Guaguas De Pan: The 'Bread Babies' Customary For Día De Los Difuntos
Throughout Latin America, November 1st and 2nd are celebrated to honor and reflect on loved ones who have passed away. The rituals, foods, and traditions typically combine a range of cultural influences, from indigenous beliefs to the traditions of the people who later settled and colonized these lands. November 1st is typically observed by Christians as All Saints' Day, a time when those who have arrived in heaven are remembered, according to Britannica. Similarly, Mexico celebrates Día de los Muertos, or Day of the Dead, on November 1st and 2nd. During this time, the spirits of ancestors return to the world to spend time with families, and decorations and refreshments are made to welcome and pay tribute to the visiting family members (via Mexican Museum).
Ecuador, similar to Mexico with its history of Pre-Columbian indigenous peoples whose beliefs and customs intertwined with those of Spanish colonizers, has an analogous celebration on November 2nd, called Día de los Difuntos, or Day of the Deceased, per The Culture Trip. On November 2, families gather in cemeteries to honor and remember their loved ones who have passed on. While Mexico's Día de los Muertos may be known for its now-commercialized sugar skulls and pan de muerto, Ecuador has its own food traditions associated with Día de los Difuntos.
What are guaguas de pan?
Guaguas, in the native Quechua language, mean babies, according to Laylita's Recipes. Guaguas de pan, then, are little baked breads shaped and decorated like dolls. Not Your Average American explains that the practice of baking these little human-shaped breads predates the arrival of the Spanish in Ecuador, and has now been incorporated into Día de los Difuntos traditions.
While in cities, guaguas de pan tend to be sweet and purchased from stores and bakeries, the bread in smaller communities tends to be more rustic and baked at home, sometimes even in communal ovens. Some of the breads aren't even intended to be eaten, rather they're destined to be placed atop graves in cemeteries as an offering to the dead.
Guaguas de pan are bright and colorful when they're finished. Amigo Foods notes that the bread babies are often decorated with piped-on colored icing or with bits of dough that have been colored.
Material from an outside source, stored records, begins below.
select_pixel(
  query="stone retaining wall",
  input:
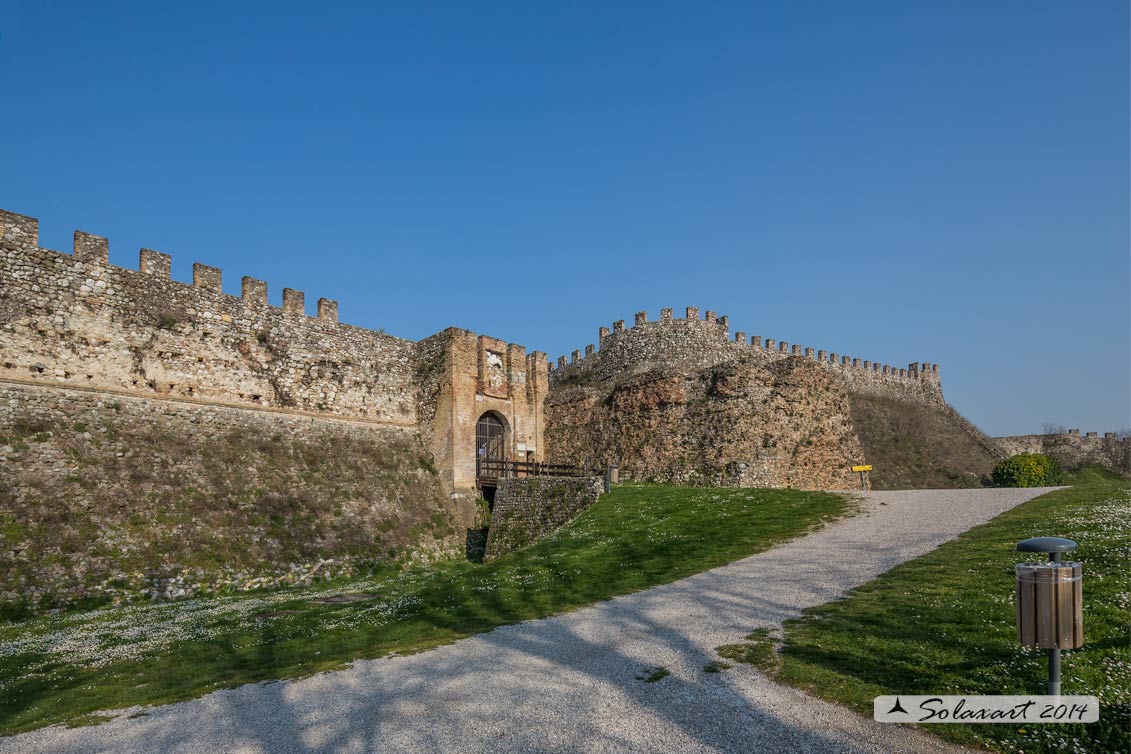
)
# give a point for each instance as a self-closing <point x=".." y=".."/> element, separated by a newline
<point x="527" y="510"/>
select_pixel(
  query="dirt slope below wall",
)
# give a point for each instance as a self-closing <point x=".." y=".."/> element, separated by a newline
<point x="917" y="447"/>
<point x="109" y="496"/>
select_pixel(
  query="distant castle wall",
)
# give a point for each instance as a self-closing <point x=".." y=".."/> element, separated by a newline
<point x="692" y="341"/>
<point x="1073" y="449"/>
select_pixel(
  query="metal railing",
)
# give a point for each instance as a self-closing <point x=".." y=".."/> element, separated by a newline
<point x="486" y="468"/>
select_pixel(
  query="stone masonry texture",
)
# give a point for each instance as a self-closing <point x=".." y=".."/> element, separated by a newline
<point x="1073" y="449"/>
<point x="527" y="509"/>
<point x="91" y="351"/>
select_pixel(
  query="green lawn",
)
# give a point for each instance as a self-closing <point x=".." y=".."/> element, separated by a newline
<point x="62" y="668"/>
<point x="944" y="624"/>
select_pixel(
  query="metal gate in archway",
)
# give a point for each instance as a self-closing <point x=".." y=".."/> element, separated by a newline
<point x="490" y="442"/>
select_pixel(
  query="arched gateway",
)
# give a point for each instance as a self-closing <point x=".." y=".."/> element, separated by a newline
<point x="490" y="452"/>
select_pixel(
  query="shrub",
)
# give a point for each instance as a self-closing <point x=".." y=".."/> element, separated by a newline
<point x="1028" y="470"/>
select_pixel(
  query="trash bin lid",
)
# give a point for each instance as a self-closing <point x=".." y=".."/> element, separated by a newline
<point x="1046" y="545"/>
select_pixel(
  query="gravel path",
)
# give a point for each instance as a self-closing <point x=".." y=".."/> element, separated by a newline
<point x="569" y="683"/>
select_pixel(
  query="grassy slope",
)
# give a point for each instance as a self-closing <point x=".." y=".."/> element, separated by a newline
<point x="913" y="447"/>
<point x="944" y="624"/>
<point x="218" y="509"/>
<point x="143" y="655"/>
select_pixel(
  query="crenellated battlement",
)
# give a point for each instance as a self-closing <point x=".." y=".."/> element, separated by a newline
<point x="22" y="233"/>
<point x="704" y="341"/>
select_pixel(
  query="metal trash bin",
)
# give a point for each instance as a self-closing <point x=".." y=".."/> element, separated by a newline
<point x="1050" y="601"/>
<point x="1050" y="605"/>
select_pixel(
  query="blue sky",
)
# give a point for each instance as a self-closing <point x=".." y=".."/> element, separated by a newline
<point x="897" y="181"/>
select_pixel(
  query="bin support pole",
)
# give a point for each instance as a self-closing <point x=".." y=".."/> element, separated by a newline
<point x="1054" y="652"/>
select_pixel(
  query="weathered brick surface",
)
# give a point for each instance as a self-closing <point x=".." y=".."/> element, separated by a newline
<point x="527" y="510"/>
<point x="1073" y="449"/>
<point x="739" y="424"/>
<point x="678" y="400"/>
<point x="683" y="344"/>
<point x="71" y="320"/>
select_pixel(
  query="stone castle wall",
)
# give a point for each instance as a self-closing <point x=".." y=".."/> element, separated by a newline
<point x="527" y="510"/>
<point x="680" y="400"/>
<point x="693" y="343"/>
<point x="779" y="424"/>
<point x="75" y="320"/>
<point x="1073" y="449"/>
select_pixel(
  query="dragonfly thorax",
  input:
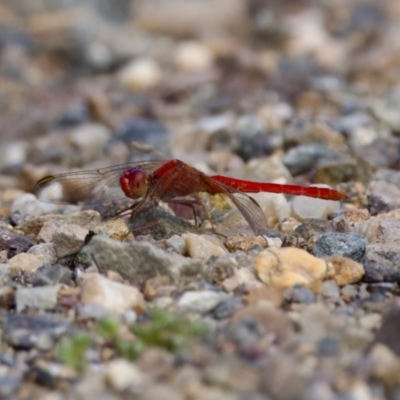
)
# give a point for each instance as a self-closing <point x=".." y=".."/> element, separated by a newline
<point x="134" y="183"/>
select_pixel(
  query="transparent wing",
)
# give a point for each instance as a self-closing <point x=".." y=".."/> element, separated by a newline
<point x="251" y="211"/>
<point x="88" y="187"/>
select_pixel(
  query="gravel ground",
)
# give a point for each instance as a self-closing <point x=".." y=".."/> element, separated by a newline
<point x="299" y="92"/>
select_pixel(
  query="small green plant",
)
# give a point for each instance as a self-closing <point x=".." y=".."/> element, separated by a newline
<point x="71" y="350"/>
<point x="167" y="330"/>
<point x="162" y="329"/>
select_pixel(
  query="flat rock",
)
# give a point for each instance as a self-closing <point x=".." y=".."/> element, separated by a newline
<point x="87" y="219"/>
<point x="122" y="374"/>
<point x="200" y="302"/>
<point x="14" y="243"/>
<point x="24" y="262"/>
<point x="139" y="261"/>
<point x="45" y="252"/>
<point x="113" y="296"/>
<point x="202" y="249"/>
<point x="345" y="270"/>
<point x="68" y="239"/>
<point x="351" y="245"/>
<point x="37" y="298"/>
<point x="25" y="332"/>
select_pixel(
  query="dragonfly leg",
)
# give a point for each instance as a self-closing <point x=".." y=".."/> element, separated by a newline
<point x="191" y="203"/>
<point x="208" y="216"/>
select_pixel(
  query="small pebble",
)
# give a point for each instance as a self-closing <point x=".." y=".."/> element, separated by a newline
<point x="199" y="247"/>
<point x="37" y="298"/>
<point x="122" y="374"/>
<point x="68" y="239"/>
<point x="351" y="245"/>
<point x="140" y="75"/>
<point x="177" y="243"/>
<point x="299" y="294"/>
<point x="330" y="289"/>
<point x="200" y="302"/>
<point x="113" y="296"/>
<point x="345" y="270"/>
<point x="24" y="262"/>
<point x="226" y="308"/>
<point x="289" y="266"/>
<point x="193" y="57"/>
<point x="304" y="208"/>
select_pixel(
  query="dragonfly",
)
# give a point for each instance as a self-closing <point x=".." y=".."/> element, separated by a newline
<point x="171" y="182"/>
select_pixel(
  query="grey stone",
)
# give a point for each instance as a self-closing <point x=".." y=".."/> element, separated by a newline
<point x="140" y="261"/>
<point x="351" y="245"/>
<point x="39" y="298"/>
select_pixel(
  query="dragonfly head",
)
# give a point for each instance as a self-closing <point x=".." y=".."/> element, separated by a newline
<point x="134" y="183"/>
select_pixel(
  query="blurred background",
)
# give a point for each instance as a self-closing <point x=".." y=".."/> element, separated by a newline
<point x="265" y="90"/>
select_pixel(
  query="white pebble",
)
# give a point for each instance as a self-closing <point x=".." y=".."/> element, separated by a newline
<point x="193" y="57"/>
<point x="141" y="74"/>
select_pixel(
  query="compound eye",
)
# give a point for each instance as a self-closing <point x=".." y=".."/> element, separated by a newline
<point x="134" y="183"/>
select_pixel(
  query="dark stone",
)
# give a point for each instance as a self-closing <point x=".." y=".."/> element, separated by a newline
<point x="73" y="116"/>
<point x="24" y="332"/>
<point x="305" y="157"/>
<point x="377" y="205"/>
<point x="8" y="386"/>
<point x="312" y="227"/>
<point x="51" y="275"/>
<point x="13" y="243"/>
<point x="228" y="307"/>
<point x="299" y="294"/>
<point x="379" y="269"/>
<point x="144" y="130"/>
<point x="351" y="245"/>
<point x="389" y="332"/>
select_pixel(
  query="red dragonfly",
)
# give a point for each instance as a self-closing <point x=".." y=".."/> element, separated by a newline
<point x="172" y="182"/>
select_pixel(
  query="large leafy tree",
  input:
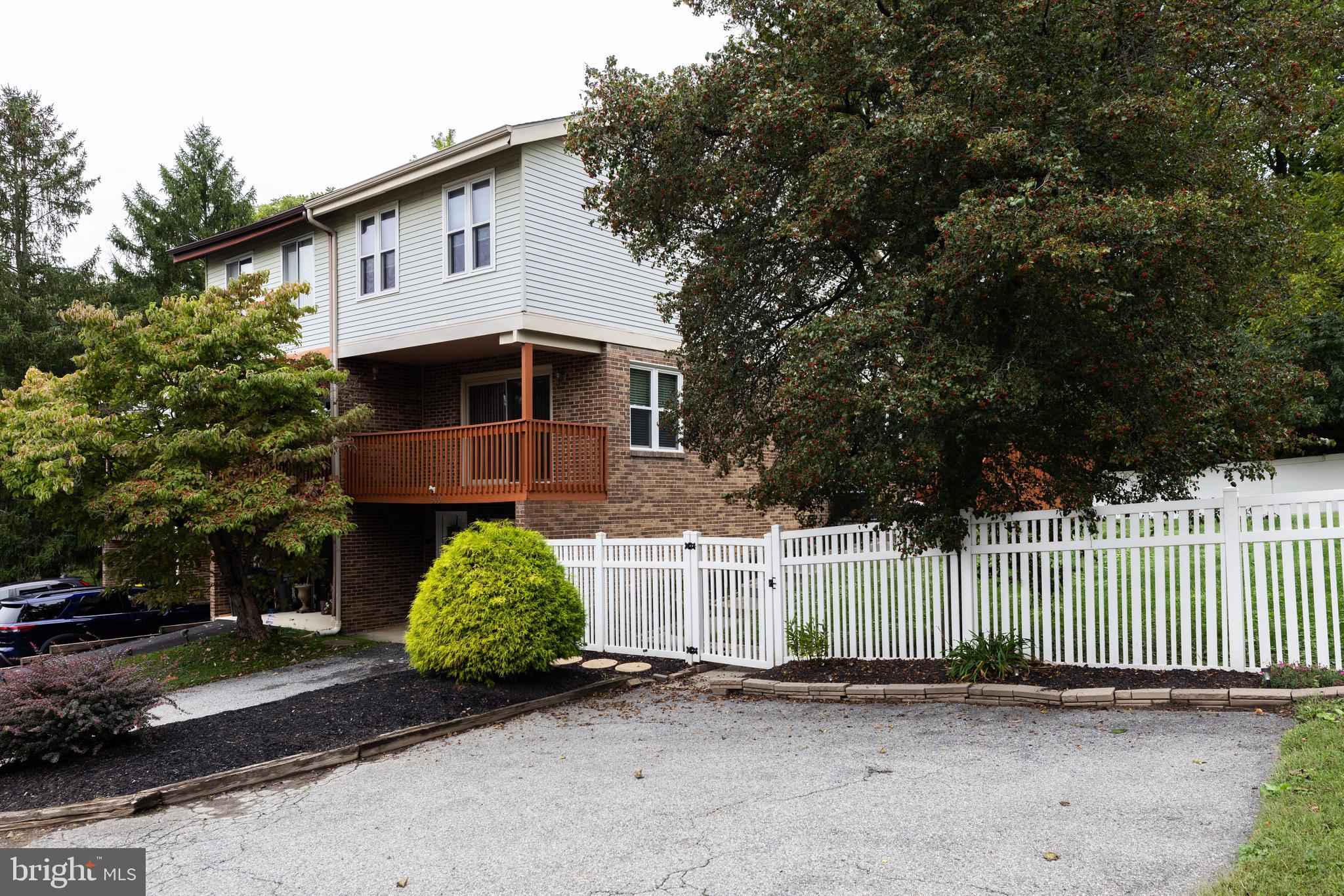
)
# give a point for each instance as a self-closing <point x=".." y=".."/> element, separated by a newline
<point x="200" y="195"/>
<point x="938" y="256"/>
<point x="187" y="436"/>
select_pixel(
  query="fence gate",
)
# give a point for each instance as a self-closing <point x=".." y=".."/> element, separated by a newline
<point x="732" y="594"/>
<point x="1233" y="583"/>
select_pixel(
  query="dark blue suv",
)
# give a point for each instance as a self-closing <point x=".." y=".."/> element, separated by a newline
<point x="33" y="624"/>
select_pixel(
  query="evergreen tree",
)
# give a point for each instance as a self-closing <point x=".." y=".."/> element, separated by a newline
<point x="941" y="256"/>
<point x="202" y="193"/>
<point x="287" y="202"/>
<point x="217" y="448"/>
<point x="43" y="192"/>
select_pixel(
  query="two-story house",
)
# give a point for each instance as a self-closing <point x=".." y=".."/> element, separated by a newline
<point x="511" y="350"/>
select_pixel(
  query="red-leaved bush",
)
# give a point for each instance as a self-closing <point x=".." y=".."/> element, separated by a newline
<point x="70" y="706"/>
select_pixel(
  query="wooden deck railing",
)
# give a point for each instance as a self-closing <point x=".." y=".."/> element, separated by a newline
<point x="514" y="461"/>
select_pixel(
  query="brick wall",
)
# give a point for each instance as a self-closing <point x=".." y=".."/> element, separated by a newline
<point x="382" y="562"/>
<point x="391" y="390"/>
<point x="650" y="493"/>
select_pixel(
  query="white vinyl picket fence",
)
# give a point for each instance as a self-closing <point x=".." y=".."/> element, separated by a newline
<point x="1238" y="582"/>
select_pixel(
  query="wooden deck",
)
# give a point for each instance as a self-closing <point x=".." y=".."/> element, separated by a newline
<point x="515" y="461"/>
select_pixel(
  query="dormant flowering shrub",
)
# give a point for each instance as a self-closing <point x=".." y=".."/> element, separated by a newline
<point x="72" y="706"/>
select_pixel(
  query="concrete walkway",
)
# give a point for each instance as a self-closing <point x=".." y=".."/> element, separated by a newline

The dough for guaguas is sweetened and contains yeast, and the process of making, kneading, shaping, baking, and decorating the bread babies is time-consuming, a labor of love intended to honor one's ancestors.
Día de los Difuntos celebrations
Cemeteries are festive places during celebrations for Día de los Difuntos, explains NPR. Families bring or purchase their guaguas de pan from vendors set up right outside cemeteries and eat them on site, along with a traditional drink called colada morada. Colada morada is bright purple in color, a hue attained by using "blue or black corn flour, Andean blackberries, pineapple rinds, and exotic fruits: tiny sour blueberries called mortiños, a citrusy native fruit called naranjilla, and babaco, a cousin of the papaya," notes NPR.
The reason guaguas de pan are eaten for Día de los Difuntos is explained in several ways. According to Amigo Foods, the bread babies represent the deceased, and they're eaten as a way to remember loved ones that have passed on. Others believe the guaguas stand for a childlike innocence recovered as a soul passes from this life to the afterlife.
NPR explains that the head of the guaguas de pan is dipped into colado morada, then eaten as a way to symbolically evict bad thoughts. Laylita describes the tradition of baking guaguas de pan as one that has been handed down through generations and one in which mothers and children together create these baked remembrances of family members from the past.